WEKA
Close

What is Structured and Unstructured Data

There are multiple ways to arrange electronic data in computer systems.

One approach is to use a filesystem and place the data as files. The files will be arranged in any directory or folder structure that is convenient to the user. These files would be of various types, for example, csv, parquet, binary, text, hdf5 and more (see a different what is that discusses what is filesystems). For example, to save a list of names and phone numbers we can create a directory called “contacts” and within that directory (AKA Folder in windows) create a file that is called “phone numbers”. This file can be a text file that will have multiple names and phone numbers, for example “Alexander Hamilton 4083350085 George Washington 202-456-1414” or the file can be a csv file that would contain the same details in a different representation “Alexander, Hamilton, 4083350085, George, Washington, 202-456-1414” or this can be a parquet file that would look like “Alexander, George, Hamilton, Washington, 4083350085, 202-456-1414” or it can be a binary file that is not human readable, and contain the data as “8c1e1e126c10232c8af069894a0ab9e9”.

In order to understand the content of the files, different software programs are required to be used per each file type. this approach is called, unstructured data, Since the data is saved in multiple types of files and structures. This approach allows for easy placement of multiple data types in multiple directory structures, but it does not easily allow searching across all of the data to gain insights. In the example above, it is very hard to look at all of the different files and types and ask for all of the contacts of “Alexander Hamilton”, this will be a slow process that will require opening each file using the proper software and looking at all of the data in the file before closing it and moving to the next file. It is very inefficient and will take a long time.

Another approach for arranging electronic data in computer systems is to enforce strict structure on the data that is saved, so that it is will always looks have the same structure.
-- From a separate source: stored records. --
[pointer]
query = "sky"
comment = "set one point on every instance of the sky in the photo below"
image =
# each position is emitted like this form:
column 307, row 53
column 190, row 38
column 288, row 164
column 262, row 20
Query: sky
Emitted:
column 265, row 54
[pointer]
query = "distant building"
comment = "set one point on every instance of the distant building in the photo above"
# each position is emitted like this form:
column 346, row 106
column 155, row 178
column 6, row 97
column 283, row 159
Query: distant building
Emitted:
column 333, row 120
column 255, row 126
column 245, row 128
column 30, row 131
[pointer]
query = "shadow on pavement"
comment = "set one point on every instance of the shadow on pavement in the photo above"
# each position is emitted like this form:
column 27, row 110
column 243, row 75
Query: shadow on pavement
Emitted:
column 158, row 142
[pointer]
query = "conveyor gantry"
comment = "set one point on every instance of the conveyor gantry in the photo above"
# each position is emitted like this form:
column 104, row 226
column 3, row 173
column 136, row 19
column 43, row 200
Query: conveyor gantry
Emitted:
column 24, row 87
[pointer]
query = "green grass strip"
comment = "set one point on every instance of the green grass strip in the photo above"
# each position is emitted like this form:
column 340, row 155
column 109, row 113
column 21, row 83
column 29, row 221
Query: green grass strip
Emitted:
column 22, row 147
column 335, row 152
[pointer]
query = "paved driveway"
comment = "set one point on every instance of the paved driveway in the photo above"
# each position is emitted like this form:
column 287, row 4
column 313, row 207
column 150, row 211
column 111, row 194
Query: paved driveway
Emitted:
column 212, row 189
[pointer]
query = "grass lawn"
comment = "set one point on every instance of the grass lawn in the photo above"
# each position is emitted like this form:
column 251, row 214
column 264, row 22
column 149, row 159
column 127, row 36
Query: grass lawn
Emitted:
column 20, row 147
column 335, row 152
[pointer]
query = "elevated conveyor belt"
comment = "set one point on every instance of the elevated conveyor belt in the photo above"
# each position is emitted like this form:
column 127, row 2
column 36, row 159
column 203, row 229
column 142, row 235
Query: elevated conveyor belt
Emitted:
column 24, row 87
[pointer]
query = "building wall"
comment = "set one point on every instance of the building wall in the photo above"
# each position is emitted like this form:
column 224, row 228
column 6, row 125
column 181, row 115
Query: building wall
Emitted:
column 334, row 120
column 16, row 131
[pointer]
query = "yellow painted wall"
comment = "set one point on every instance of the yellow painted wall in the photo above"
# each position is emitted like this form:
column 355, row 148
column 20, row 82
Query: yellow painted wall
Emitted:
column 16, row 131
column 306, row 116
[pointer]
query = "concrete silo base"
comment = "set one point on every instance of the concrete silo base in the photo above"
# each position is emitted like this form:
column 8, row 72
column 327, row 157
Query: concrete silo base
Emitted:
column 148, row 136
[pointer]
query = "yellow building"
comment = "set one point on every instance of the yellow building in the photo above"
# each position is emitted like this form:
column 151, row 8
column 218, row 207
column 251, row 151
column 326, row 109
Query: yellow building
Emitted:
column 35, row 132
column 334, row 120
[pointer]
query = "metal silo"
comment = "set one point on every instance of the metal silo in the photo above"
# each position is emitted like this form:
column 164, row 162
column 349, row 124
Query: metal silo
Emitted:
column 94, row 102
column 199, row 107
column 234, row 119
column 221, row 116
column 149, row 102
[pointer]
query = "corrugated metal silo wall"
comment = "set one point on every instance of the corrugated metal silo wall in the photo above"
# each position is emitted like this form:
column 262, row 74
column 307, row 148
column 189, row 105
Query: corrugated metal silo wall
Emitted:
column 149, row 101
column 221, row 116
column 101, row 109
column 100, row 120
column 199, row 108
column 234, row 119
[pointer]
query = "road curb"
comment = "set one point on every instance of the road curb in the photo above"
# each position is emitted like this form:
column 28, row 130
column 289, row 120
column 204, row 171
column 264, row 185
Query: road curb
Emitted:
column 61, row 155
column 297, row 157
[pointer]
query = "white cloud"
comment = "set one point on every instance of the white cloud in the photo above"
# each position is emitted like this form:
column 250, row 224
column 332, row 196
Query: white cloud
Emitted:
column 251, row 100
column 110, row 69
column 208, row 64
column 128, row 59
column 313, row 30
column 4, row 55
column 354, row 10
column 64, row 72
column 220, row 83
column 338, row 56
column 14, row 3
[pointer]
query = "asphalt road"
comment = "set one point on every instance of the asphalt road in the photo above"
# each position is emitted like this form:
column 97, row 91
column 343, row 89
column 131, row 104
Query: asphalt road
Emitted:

This is done by placing it in a strict table format of columns and rows. Using the above example, we will have a table defined for contact and the column names would be “First name, Last name, Phone number”. while each person’s details will just be placed in that table format as rows. That is how Databases save their data, and more specifically, how Relational databases saves their data.

The advantage of this approach is that the data is placed inside the database tables in a way that is easy to search for, there is no need to open and close multiple files. Additionally databases software are built in such a way that is optimized for search of data in an efficient way using Indexes for the data. Databases are also optimized for performing operations which involve multiple tables, for example, look for all of the people called “Alexander” and grab their “phone number” from the contacts table while looking at another table called billing for that “phone number” and looking at their “monthly bill”.

Eventually the data of databases can reside on a filesystem as well but since it is accessed only through the database software it has an efficient and fast search time.

In summary,

Filesystems allows for unstructured data of many types which is useful when working with different environments and accommodating for multiple different applications while databases enforce strictness and structure on the data so that is can be searched upon very efficiently to gain insights from it.